The overhaul of “common bond” rules is being framed as a modernisation of the sector, enabling credit unions to scale, merge, and compete more effectively with high-cost lenders. Officials argue the reforms will give millions more people access to lower-cost borrowing and secure savings options, while reinforcing community-based financial resilience during ongoing cost-of-living pressures.

City analysts view the move as part of a broader, quietly strategic push by Reeves to deliver on Labour’s mutuals agenda without direct market intervention. By backing credit unions to expand organically, the Treasury is signalling a preference for decentralised solutions to financial exclusion. However, questions remain over whether the sector can scale quickly enough to meet demand.


Rayner eyes the City as a route back to the limelight

Sources in the City suggest that Former Deputy Labour Leader and Deputy Prime Minister, Angela Rayner is orchestrating a high-stakes return to the political frontline, as she looks to move away from her personal tax controversy and adopt a position of authority and fiscal matters.

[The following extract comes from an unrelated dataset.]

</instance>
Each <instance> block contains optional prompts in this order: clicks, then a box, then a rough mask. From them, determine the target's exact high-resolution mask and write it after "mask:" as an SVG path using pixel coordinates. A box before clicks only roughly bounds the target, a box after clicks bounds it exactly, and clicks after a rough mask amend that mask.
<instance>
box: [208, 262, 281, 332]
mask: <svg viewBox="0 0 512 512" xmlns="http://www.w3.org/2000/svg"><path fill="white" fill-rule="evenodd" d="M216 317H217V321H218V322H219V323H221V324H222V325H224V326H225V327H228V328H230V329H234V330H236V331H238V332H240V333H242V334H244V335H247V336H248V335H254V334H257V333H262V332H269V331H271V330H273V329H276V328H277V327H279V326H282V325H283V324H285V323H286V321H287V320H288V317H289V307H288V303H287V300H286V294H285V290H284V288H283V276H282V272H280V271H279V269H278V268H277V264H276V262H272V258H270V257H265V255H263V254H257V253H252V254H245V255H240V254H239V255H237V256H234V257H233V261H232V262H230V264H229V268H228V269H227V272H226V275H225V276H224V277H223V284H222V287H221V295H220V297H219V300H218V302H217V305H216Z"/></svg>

After months of scrutiny regarding her historical tax affairs, allies are increasingly confident that the HMRC probe will be resolved by the May elections, clearing the path for her to take a more dominant role in the Parliamentary Labour Party.

Last week, Rayner joined a call hosted by BNP Paribas with London’s financial leaders, in which she is reported to have sought to dismantle the tax and spend archetype often associated with her wing of the party. She delivered a clear, ironclad message to City bosses: Labour will not borrow to fund a spending spree. This move is seen as a strategic charm offensive to win over sceptical investors and business moguls who fear economic instability. Rayner’s rhetoric centred on core pillars of fiscal discipline, emphasising that every policy will be fully costed and funded through growth, not debt, while positioning Labour as the party of safe hands for the British economy.

However, many critics remain doubtful about this centrist pivot, questioning whether Rayner can truly balance her trade union roots with her new-found fiscal conservatism. However, reports highlight that her alignment with the Chancellor Rachel Reeves’ iron discipline is a necessary evolution to secure electoral victory. By anchoring her comeback in economic responsibility, Rayner is attempting to redefine the very identity of the Labour leadership. As the May elections loom, her ability to marry social ambition with budgetary restraint will be the ultimate test of her political longevity.


FCA Probes SME Finance Gap

The Financial Conduct Authority (FCA) has launched a review into whether its own regulatory framework is constraining access to finance for UK start-ups and small and medium-sized enterprises (SMEs), amid concerns that demand for external funding remains unusually weak by international standards.

The move signals growing scrutiny of the structural barriers limiting SME borrowing and investment, particularly at a time when policymakers are seeking to unlock growth across the economy. Graeme Reynolds, the FCA’s Director of Competition, emphasised the importance of timely access to finance for SMEs, noting the regulator is actively seeking industry input on how its rules may be shaping both cost and risk perceptions among lenders.

The review follows fresh data from the British Business Bank highlighting persistent gaps in SME financing, especially for early-stage firms, smaller loan sizes, and businesses built on intellectual property. While competition remains strong in low-risk and secured lending, pricing across other segments remains elevated due to structural constraints, reinforcing concerns that viable businesses may be underserved.

The FCA will examine the full spectrum of funding channels, including debt, equity, hybrid and alternative finance, and is particularly focused on rules that may be increasing friction or discouraging supply.

Importantly, the regulator acknowledged the role of the Prudential Regulation Authority (PRA) in shaping lending through capital requirements, suggesting any systemic issues may require cross-regulatory coordination. With parallel reviews underway across the Treasury, Bank of England and Department for Business & Trade, the outcome could mark a broader rethink of how the UK finances innovation and growth.